Financial inclusion is one of the main topics of this year’s FOROMIC, the biggest conference on microfinance and microenterprise in Latin America and the Caribbean. President Michelle Bachelet, who attended the event’s opening ceremony, said, "We recognize the importance of smaller firms in terms of employment and economic vitality.  I want to stress our strong commitment to working intensely with the privaye sector, especially with small businesses."

FOROMIC is organized annually by the IDB’s Multilateral Investment Fund (MIF). This year the event has drawn 1,300 participants from 45 countries, representing microfinance institutions, commercial banks, credit unions, development agencies, philanthropic foundations and social investment funds.

In his speech Moreno also highlighted how lenders could harness technological innovations such as big data analysis in order to reduce costs. “In the case of the microfinance industry, it means using data available from a variety of sources to analyze clients, instead of more costly traditional methodologies,” he said.

“The question isn’t whether the traditional model of contact banking will change, but rather when will it change,” he added.

During the opening ceremony, Bachelet and Moreno also recognized the winners of this year’s Inter-American Awards for Financial and Entrepreneurial Innovation : Banco Prodem of Bolivia, which won the 2015 Award for Financial Inclusion; Microempresas de Colombia, which won the award for Best Savings Product with a Purpose; and Bicla Diseño, which won the Local Microenterprise Award.

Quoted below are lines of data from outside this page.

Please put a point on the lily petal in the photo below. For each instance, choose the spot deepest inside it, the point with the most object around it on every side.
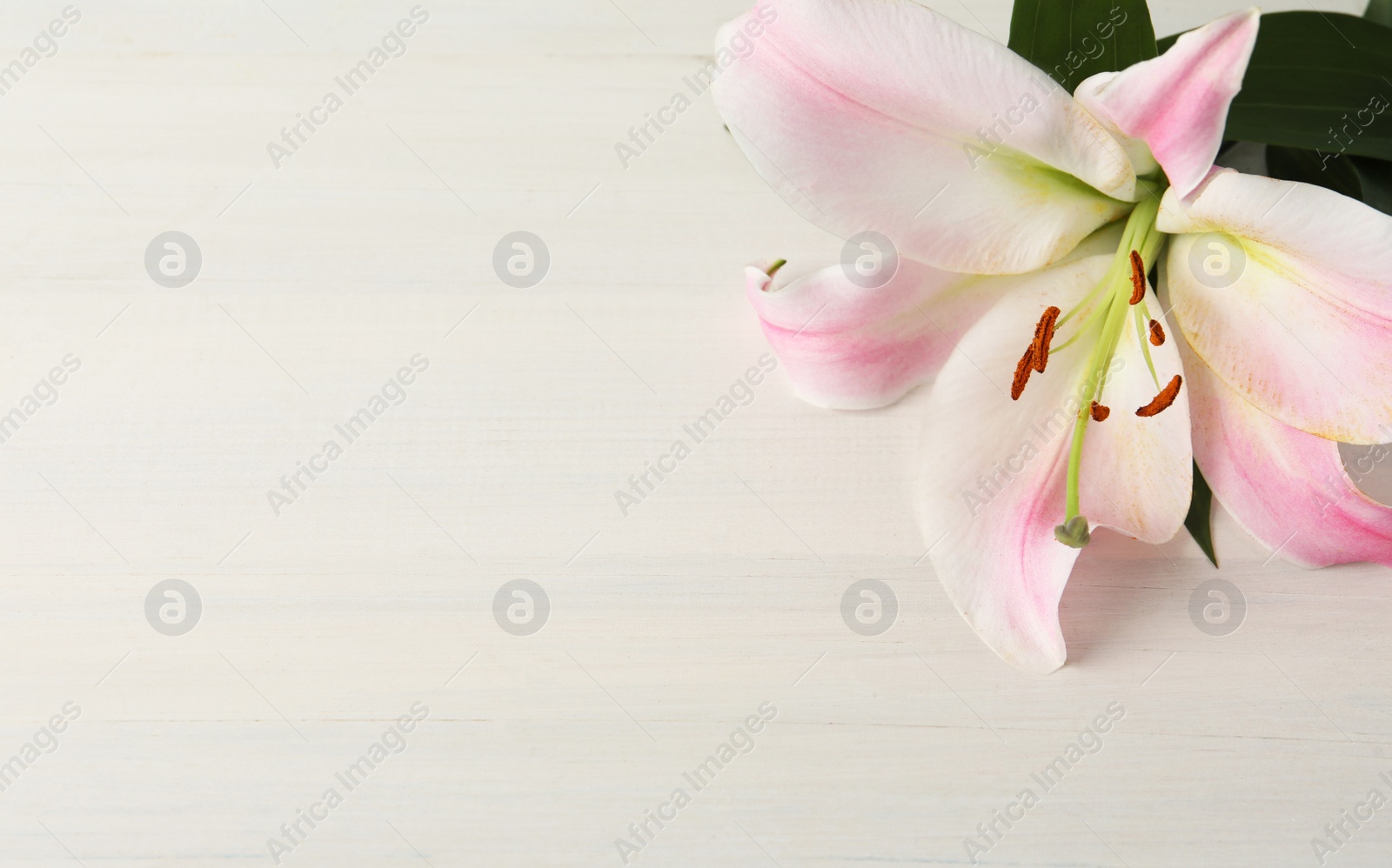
(1138, 473)
(1285, 487)
(1178, 102)
(853, 348)
(1285, 291)
(884, 116)
(994, 469)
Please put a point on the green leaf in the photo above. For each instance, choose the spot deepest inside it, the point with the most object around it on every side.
(1327, 170)
(1380, 11)
(1074, 41)
(1201, 517)
(1319, 81)
(1375, 177)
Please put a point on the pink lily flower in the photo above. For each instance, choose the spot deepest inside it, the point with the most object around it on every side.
(1025, 223)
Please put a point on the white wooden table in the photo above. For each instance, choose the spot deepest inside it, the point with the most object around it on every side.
(373, 591)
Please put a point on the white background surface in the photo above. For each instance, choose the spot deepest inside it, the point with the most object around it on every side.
(668, 626)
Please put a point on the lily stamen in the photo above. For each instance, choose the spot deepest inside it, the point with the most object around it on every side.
(1036, 357)
(1138, 278)
(1022, 373)
(1043, 337)
(1162, 401)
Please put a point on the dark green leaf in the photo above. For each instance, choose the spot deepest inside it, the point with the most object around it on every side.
(1201, 517)
(1074, 41)
(1327, 170)
(1380, 11)
(1375, 177)
(1357, 177)
(1319, 81)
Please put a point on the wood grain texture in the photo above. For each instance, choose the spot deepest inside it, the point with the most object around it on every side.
(670, 624)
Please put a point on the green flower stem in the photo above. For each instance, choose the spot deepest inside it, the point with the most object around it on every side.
(1141, 236)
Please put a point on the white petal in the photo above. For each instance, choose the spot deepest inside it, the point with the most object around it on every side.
(1285, 291)
(884, 116)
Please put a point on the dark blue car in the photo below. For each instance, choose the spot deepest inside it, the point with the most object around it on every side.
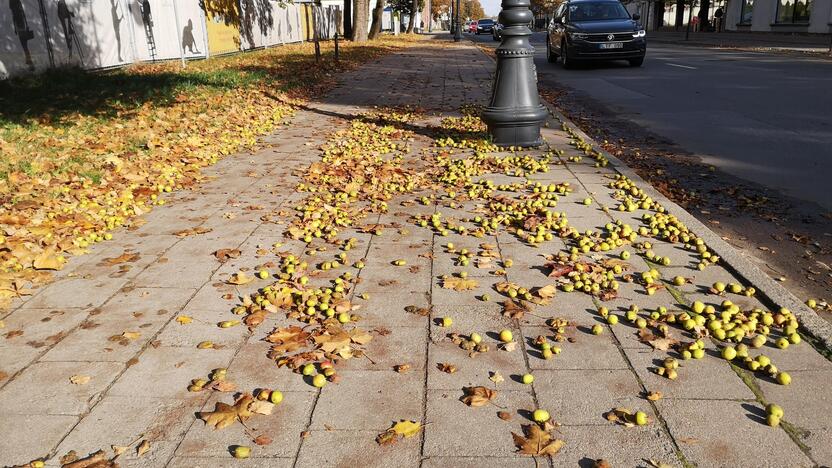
(595, 30)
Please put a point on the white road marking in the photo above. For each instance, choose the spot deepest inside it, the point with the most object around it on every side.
(681, 66)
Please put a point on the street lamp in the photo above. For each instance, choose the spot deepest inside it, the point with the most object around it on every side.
(458, 30)
(514, 115)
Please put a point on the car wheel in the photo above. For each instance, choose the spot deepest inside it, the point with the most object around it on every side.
(550, 56)
(565, 60)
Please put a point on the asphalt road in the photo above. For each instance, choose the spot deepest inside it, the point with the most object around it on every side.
(763, 117)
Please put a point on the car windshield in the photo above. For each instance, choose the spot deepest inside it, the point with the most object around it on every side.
(597, 11)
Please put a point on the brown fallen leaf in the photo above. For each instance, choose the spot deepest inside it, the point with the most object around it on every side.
(94, 460)
(478, 396)
(49, 260)
(223, 255)
(123, 258)
(240, 278)
(261, 407)
(546, 292)
(225, 415)
(536, 442)
(80, 379)
(401, 429)
(142, 448)
(422, 311)
(660, 343)
(263, 439)
(654, 396)
(496, 377)
(446, 367)
(515, 309)
(459, 284)
(192, 231)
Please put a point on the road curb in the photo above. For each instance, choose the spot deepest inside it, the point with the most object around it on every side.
(745, 48)
(774, 293)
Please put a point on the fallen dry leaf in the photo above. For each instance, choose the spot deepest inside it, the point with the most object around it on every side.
(80, 379)
(654, 396)
(123, 258)
(446, 367)
(223, 255)
(240, 278)
(496, 377)
(478, 396)
(536, 442)
(225, 415)
(142, 448)
(459, 284)
(660, 343)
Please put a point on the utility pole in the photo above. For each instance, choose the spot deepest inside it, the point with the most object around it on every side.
(458, 26)
(690, 17)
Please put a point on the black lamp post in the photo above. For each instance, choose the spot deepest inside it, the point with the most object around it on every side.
(457, 26)
(515, 114)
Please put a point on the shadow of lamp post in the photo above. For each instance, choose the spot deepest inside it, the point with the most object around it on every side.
(514, 115)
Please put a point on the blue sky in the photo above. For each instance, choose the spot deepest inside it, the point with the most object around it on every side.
(491, 7)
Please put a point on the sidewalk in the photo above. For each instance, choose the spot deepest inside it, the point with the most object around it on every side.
(815, 44)
(105, 355)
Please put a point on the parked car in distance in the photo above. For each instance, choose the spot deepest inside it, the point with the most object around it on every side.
(497, 31)
(484, 26)
(595, 30)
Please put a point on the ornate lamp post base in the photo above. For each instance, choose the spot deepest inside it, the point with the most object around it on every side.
(514, 115)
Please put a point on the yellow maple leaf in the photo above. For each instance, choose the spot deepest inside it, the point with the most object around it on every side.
(49, 260)
(407, 428)
(240, 278)
(224, 414)
(536, 442)
(459, 284)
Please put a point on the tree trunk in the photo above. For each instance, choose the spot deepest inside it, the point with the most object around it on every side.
(348, 18)
(680, 14)
(361, 18)
(412, 23)
(704, 24)
(378, 13)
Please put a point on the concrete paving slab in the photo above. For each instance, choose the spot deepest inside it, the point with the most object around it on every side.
(44, 388)
(369, 400)
(26, 437)
(691, 422)
(459, 430)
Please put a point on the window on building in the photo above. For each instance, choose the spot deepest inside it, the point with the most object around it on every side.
(747, 12)
(794, 11)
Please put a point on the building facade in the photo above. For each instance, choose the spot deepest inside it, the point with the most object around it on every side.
(788, 16)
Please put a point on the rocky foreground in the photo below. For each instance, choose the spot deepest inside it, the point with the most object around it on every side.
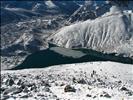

Before the official opening of FOROMIC, the Chilean Ministry of Economy, Development, and Tourism hosted Chile Day, featuring panel discussions on policies and programs that support micro and small entrepreneurs in the country, and on the experiences of Chilean business owners.

In addition, the MIF published the 2015 edition of its annual “Financial Inclusion: Data and Trends” report, based on the most comprehensive database ever compiled of retail financial institutions in Latin America and the Caribbean. The publication combines information on access points, portfolio types (microcredit, housing, consumer, enterprise lending), differing kinds of deposit accounts, and other indicators from over 3,000 banks, cooperatives, other financial institutions, and nongovernmental organizations.

The microenterprise forum, which will continue through October 28, will cover issues such as the power of data for financial inclusion, new technological channels for financial services, opportunities for green microfinance, and promotion of social entrepreneurship.

About the IDB

The Inter-American Development Bank is devoted to improving lives. Established in 1959, the IDB is a leading source oflong-term financing for economic, social and institutional development in Latin America and the Caribbean. The IDB also conducts cutting-edge research and provides policy advice, technical assistance and training to public and private sector clients throughout the region.

About the Multilateral Investment Fund

The Multilateral Investment Fund (MIF), a member of the Inter-American Development Bank (IDB) Group, is funded by 39 donors and supports private sector-led development benefitting low-income populations and the poor - their businesses, their farms, and their households. The aim is to give them the tools to boost their incomes: access to markets and the skills to compete in those markets, access to finance, and access to basic services, including green technology. A core MIF mission is to act as a development laboratory - experimenting, pioneering, and taking risks in order to build and support successful micro and SME business models.